5 Common Hybrid Car Myths

By Bumblebee Batteries

5 Common Hybrid Car Myths

New technology is often a source of confusion simply because, well its new. As is the case with new technology and change in general, few people know and understand all the facts. It’s human to get caught up in the exaggerated stories generated by the natural tendency to allow misconceptions to fill in the blanks.
Following are 5 of the most common hybrid car myths. Find out which ones are fact and which ones are fiction.

Hybrid Car Myth #1: Car will stall if battery runs down

False – The myth is that the batteries may run down while driving somewhere and the car will stall. Dashboard controls will let you know your battery life. Depending on the type of hybrid you drive this is handled in more than one way.
One example is, the process of regenerative braking protects drivers from stalling if the battery is low and runs down. While braking, the kinetic energy lost is converted to the electric motor and thereby charges the batteries on a continual basis, even while the car is in motion.

Myth #2: Hybrid cars get 3 to 4 times the MPG of a gas-powered car

True – Especially if you know what is most efficient for your hybrid. While they do get better gas mileage, hybrid cars do not boast dramatic improvements in gas efficiency over conventional cars, for the most part. Most hybrid cars can get up to triple or even quadruple the mpg that conventional gas cars get if driven optimally in your region and terrain. What really makes the mpg stretch further is the fact that for hybrids, gas isn’t used for all aspects of the driving. Fuel efficiency can also be gained by driving slower, maintaining constant speeds, and avoiding abrupt stops.

Hybrid Car Myth #3: You Need to Plug in a Hybrid Car.

False – This is a common misconception. For whatever reason, many people believe that because the word “electricity” is associated with hybrid cars that they require plugging in. Hybrid cars can capture and re-use energy that is usually lost when the car stops or slows down. This captured energy is sent back to the rechargeable battery of the car to recharge it.

Additionally, the gas engine in the hybrid car can also transfer energy to the rechargeable batteries.

However, there are electric hybrid vehicles which do require plugging in. They are increasing in popularity and often produce no CO2 as emissions. These are electric vehicles and not a ‘hybrid’ as we have known hybrid vehicles.
There are cars that require plugging in, these plug-in hybrids or pure electric cars allow for drivers to perform city driving without utilizing gasoline at all.

Myth #4: Hybrids are Expensive

False – This is a common misconception among hybrid car myths. Many people mistakenly believe that all hybrids are considerably more expensive than standard fuel burning vehicles. When hybrids were very new in the 1990’s they were initially a higher priced vehicle. As increasing numbers of hybrid cars have been produced, the range in pricing of these vehicles have decreased and performance and different models have increased.
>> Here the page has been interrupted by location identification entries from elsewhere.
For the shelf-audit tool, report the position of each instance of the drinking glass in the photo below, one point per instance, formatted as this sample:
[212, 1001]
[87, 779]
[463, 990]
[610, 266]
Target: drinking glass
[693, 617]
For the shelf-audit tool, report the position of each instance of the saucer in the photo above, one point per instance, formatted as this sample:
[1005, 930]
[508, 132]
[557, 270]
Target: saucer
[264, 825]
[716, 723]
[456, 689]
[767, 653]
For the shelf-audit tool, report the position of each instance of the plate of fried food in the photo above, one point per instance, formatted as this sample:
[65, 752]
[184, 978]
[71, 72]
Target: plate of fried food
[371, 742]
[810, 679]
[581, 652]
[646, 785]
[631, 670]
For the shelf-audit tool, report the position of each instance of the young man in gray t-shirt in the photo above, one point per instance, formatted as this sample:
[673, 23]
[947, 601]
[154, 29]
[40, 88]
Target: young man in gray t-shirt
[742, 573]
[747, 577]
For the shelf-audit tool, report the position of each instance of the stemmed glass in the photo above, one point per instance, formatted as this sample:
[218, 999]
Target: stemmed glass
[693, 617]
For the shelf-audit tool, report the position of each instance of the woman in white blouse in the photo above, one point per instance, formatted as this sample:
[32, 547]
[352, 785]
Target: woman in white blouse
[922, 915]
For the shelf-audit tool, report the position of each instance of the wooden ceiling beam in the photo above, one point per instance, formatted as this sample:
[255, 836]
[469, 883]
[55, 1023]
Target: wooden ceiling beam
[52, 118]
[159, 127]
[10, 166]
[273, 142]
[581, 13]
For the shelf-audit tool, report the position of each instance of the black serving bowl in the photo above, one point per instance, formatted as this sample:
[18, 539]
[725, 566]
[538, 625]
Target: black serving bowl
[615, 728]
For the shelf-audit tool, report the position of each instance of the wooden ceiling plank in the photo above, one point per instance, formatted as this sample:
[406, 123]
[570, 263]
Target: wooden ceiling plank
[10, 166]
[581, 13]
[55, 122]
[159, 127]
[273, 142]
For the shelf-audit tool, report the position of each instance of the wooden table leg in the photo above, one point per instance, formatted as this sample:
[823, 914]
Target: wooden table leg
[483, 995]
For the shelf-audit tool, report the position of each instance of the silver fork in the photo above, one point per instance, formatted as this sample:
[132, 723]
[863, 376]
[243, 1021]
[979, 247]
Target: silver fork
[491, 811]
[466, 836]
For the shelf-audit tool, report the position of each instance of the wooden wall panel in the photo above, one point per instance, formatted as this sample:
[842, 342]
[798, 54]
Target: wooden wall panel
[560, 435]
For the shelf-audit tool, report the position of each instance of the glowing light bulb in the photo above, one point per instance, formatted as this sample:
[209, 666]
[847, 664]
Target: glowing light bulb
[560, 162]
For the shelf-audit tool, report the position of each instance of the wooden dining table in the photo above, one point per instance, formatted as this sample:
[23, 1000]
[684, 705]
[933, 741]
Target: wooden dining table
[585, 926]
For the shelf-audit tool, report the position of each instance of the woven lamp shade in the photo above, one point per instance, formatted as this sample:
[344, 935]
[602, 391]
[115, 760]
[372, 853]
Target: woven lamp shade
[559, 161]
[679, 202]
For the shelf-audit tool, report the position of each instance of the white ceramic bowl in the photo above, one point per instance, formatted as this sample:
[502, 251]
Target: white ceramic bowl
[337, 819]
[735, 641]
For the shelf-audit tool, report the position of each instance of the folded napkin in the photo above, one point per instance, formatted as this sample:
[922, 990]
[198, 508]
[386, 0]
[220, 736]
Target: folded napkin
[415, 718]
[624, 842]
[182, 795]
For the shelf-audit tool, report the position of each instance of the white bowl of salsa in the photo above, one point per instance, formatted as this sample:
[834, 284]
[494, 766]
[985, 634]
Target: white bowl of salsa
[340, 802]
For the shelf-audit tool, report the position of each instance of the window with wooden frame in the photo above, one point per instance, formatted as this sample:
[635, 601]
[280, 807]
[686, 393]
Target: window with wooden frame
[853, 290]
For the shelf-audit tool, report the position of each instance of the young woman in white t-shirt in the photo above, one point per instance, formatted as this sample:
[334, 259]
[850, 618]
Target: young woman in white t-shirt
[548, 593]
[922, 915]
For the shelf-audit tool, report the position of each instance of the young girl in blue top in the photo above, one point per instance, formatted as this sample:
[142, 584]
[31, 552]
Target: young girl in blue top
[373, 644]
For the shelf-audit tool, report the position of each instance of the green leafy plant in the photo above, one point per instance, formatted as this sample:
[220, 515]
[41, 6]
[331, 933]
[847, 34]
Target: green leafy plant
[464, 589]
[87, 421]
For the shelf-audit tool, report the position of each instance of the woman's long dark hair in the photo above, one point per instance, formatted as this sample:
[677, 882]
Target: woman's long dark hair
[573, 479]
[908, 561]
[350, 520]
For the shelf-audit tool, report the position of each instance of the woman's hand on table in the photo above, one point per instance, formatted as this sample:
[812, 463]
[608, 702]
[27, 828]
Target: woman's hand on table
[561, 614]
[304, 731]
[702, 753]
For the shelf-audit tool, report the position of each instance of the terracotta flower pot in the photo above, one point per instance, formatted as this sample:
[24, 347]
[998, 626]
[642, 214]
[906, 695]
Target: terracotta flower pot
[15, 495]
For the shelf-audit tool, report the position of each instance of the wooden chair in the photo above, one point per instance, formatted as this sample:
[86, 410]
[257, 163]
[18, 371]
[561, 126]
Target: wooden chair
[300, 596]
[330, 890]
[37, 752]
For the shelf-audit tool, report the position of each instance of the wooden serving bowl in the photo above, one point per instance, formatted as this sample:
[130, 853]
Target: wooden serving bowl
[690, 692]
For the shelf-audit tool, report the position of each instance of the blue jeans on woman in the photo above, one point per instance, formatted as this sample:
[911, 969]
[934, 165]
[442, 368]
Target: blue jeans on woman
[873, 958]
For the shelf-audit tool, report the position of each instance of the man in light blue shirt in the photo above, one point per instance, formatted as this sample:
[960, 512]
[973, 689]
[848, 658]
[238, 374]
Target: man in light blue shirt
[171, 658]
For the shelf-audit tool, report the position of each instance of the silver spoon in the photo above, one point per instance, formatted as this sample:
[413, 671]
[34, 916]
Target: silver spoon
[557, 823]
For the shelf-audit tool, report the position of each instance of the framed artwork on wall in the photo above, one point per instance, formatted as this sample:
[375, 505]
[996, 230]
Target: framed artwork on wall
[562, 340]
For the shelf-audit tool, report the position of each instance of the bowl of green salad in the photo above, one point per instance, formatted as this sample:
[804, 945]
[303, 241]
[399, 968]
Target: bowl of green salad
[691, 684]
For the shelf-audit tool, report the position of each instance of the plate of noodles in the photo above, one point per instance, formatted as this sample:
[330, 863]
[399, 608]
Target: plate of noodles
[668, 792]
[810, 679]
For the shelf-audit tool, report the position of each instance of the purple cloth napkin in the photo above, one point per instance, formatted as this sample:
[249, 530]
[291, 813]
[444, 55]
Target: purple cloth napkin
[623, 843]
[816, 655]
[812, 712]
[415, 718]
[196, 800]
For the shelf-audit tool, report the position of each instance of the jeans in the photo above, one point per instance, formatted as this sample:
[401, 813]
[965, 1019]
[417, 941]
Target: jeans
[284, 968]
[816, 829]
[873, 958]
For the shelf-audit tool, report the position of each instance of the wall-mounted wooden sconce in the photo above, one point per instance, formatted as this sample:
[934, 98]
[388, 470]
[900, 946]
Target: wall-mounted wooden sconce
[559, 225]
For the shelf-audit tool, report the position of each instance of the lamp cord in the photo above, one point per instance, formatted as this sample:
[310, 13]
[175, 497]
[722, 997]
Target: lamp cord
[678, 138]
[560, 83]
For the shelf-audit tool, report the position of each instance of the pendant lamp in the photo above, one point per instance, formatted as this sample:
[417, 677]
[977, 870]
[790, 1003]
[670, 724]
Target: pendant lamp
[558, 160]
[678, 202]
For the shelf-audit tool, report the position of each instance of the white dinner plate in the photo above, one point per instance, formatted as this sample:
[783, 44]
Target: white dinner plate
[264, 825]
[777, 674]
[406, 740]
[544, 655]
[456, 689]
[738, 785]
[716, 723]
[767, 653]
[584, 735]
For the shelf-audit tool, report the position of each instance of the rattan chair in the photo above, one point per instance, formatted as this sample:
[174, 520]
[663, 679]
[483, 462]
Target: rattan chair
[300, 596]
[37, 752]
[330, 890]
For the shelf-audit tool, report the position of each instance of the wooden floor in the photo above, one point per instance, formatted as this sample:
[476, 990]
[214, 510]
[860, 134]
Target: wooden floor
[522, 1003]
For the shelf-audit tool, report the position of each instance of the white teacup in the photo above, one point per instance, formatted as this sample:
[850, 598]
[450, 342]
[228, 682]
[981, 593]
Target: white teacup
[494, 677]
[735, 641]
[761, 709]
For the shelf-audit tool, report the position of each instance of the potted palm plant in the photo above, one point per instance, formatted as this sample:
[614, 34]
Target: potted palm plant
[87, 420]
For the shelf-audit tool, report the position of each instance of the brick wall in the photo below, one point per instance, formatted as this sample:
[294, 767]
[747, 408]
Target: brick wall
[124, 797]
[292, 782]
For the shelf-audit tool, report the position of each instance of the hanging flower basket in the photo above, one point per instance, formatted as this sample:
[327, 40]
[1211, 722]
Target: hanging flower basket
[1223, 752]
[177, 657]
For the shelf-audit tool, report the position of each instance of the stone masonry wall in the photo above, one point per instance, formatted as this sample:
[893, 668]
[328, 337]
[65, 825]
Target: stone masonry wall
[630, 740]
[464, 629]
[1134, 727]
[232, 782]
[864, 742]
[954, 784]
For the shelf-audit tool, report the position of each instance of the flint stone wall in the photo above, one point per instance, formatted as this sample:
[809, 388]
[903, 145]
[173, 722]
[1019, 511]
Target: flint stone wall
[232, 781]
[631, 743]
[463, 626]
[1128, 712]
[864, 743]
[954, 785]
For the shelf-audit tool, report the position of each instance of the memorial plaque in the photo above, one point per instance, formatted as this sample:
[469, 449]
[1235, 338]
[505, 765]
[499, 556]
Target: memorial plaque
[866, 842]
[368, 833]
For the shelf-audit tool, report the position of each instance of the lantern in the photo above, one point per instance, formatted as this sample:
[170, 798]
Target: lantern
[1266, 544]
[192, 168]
With numerous models of hybrids available on the market, the Toyota Prius and the Honda Insight are two of the most affordable hybrid options. The average sticker price of these two hybrid vehicles cost less than $30,000. As even more hybrid vehicle solutions are developed, we can expect to have less expensive options over time.

Hybrid Car Myth #5: Hybrid Cars are not only small but they are also underpowered

False – The initial thought for people who think of hybrid cars immediately think of the slow and sputtering vehicles that may have begun the hybrid car movement. Hybrid cars have come a long way since then. Currently there is a considerably wider selection available to those looking to adapt to this new technology. So, another falsehood among hybrid car myths.

Hybrid cars are no longer limited to one or two brands; rather, most big name brands offer a hybrid vehicle. Among these cars are the Toyota Highlander Hybrid and the Lexus RX400h. Both of these vehicles offer a 270 horsepower system. Additionally for those looking for more power, the Lexus GS 450h hybrid sedan has more than 300 horsepower with the ability to go from 0 to 60 in just 6 seconds!

As for the size of hybrid cars, while the majority of hybrids are compact; however, as development continues, an increasing number of hybrid SUV’s are becoming popular as well.

Due to drivers in the United States preference for larger vehicles, the hybrid market is adapting to include more choices for the market.